Dark Matter Detection With Electron Neutrinos in Liquid Scintillation Detectors
Jason Kumar, John G. Learned, Michinari Sakai, Stefanie Smith

TL;DR
This paper explores how liquid scintillation detectors like KamLAND can detect electron neutrinos from dark matter annihilation in the sun, offering new sensitivity to dark matter properties and potential confirmation of existing signals.
Contribution
It demonstrates that KamLAND can significantly improve constraints on dark matter interactions using existing data, especially for low-mass dark matter particles.
Findings
KamLAND can probe dark matter-proton spin-dependent scattering below 20 GeV.
It can also test spin-independent scattering for isospin-violating dark matter below 10 GeV.
Existing data may confirm dark matter signals from DAMA and CoGeNT.
Abstract
We consider the prospects for liquid scintillation experiments (with a focus on KamLAND) to detect the flux of electron neutrinos arising from dark matter annihilation in the core of the sun.
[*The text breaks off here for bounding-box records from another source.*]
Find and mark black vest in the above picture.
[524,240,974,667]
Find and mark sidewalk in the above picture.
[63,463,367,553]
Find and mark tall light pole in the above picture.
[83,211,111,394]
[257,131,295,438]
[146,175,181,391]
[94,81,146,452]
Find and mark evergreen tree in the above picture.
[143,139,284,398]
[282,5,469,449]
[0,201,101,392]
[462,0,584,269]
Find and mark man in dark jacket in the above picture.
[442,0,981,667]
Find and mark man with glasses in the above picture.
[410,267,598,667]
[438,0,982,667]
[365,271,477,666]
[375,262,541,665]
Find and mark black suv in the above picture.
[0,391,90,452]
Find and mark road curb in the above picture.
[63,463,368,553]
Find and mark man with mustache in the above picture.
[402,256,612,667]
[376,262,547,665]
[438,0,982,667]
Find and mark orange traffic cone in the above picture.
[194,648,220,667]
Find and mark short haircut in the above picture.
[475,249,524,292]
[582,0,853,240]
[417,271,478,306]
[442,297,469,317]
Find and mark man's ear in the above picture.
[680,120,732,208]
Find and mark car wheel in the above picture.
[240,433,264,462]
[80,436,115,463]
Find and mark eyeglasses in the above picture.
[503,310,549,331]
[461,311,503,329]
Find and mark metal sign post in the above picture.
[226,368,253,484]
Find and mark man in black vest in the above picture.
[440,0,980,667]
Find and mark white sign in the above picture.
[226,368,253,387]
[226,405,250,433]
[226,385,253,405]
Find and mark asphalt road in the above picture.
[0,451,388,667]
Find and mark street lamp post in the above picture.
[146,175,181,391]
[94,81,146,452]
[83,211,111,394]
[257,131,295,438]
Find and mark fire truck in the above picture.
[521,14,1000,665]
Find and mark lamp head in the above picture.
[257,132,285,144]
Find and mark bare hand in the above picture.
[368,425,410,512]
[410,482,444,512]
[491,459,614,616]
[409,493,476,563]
We show that, with data already taken, KamLAND can provide the greatest sensitivity to the dark matter-proton spin-dependent scattering cross-section for dark matter lighter than 20 GeV. It is also possible to probe the dark matter-nucleon spin-independent scattering cross-section for isospin-violating dark matter lighter than 10 GeV. KamLAND can thus potentially confirm the dark matter interpretation of the DAMA and CoGeNT signals, utilizing data already taken.